Countless future economics Ph.D.s will be minted seeking to explain how and why Uncle Sam’s cost of borrowing could have kept going lower as the federal debt burden (and indicators of federal dysfunction) kept shooting higher. Among possible theories: The United States still looked like a sound investment when compared to places like Europe; controlling the world’s reserve currency allowed Americans to have their cake and eat it too; a soft economy allowed Uncle Sam to soak up excess available cash that the private sector (and foreign central banks like China’s) didn’t want to invest; no one wanted to count out a nation capable of inventing a Fiscal Cliff to try to spook itself into getting its act together.

I would even offer up the Micawber Theory, a nod to the hard-up Dickensian character in Great Expectations who always believes “something will turn up” to transform things. We’re still considered, by domestic and foreign lenders, to be a charmed nation with a knack for coming out ahead—in short, a good credit risk.

Whatever the reasons for the stubbornness of the market’s confidence in Uncle Sam, we’re a long way from the ’90s, when Treasury Secretary Robert Rubin could point to an uptick in interest rates to insist that the administration and Congress get serious about embracing fiscal responsibility. While both parties at the time bought Rubin’s argument that government borrowing needed to be reined in because it “crowds out” borrowing by consumers and businesses, Republicans later took to mocking “Rubinomics” when they became the party of large deficits under President Bush. Democrats on the left don’t feel too differently.

All of this is maddening to Wall Street and Washington budget hawks (among whom I count a number of colleagues and friends), who understandably want us to live within our means and believe there will be dire consequences if we don’t. A couple of years ago I teased a budget-hawk colleague that she must, in her darker moments, wish for signs of inflation in order to get us all on the program. Of course, she denied having such hopes—and reminded me that it’s easier for you to get your house in order before a crisis forces you to do so. True, no doubt, but so difficult in a democracy (see “Global Warming, responses to”).

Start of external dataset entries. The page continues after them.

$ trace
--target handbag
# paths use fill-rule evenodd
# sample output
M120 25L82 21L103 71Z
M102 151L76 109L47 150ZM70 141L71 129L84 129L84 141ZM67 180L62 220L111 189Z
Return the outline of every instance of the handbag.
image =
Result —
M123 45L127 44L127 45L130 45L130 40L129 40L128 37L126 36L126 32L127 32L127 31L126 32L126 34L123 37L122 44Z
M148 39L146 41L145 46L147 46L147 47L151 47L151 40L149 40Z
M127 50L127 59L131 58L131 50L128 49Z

That’s why the smart money in Washington is on some short-term compromise at year’s end or in January—to buy some more space and time to procrastinate on any of the really hard stuff. Keep an eye on interest rates and the stock markets, for any real urgency to make meaningful decisions can only come from them.

And what about “the people” beyond the Beltway, the great American electorate that hired both President Obama and the Republican House? Voters are routinely mocked by Washington insiders and media elites for being out of touch with reality, for expressing concern about deficits but no real appetite to pay more taxes or to identify any material cuts to government programs. But does this make them naïve and spoiled, as is often assumed in my circles—or wiser? Could it be that most Americans look at the petty insider game and are right to scoff at the choices laid out by keepers of the conventional wisdom?

Maybe the American people keep electing a divided government so as to neutralize Washington while something else, something more ambitious and becoming of America, turns up, as Micawber would say. One game-changer that could alter all dire scenarios would be a combination of higher economic growth and declining healthcare costs. The healthcare sector has proven resistant to the efficiencies that new technologies have forced on most other industries, but is it crazy to think that could change?

For now, either way, the cliff is upon us. It may turn out to be as anticlimactic a crisis as Y2K, or it may yet trigger a panic. Living inside the Capital Beltway, though, I would be rude to pretend that the sanguine financial markets and disinterested American public were onto something my neighbors and colleagues are not. I should probably stock up on extra water, if only for the sake of appearances.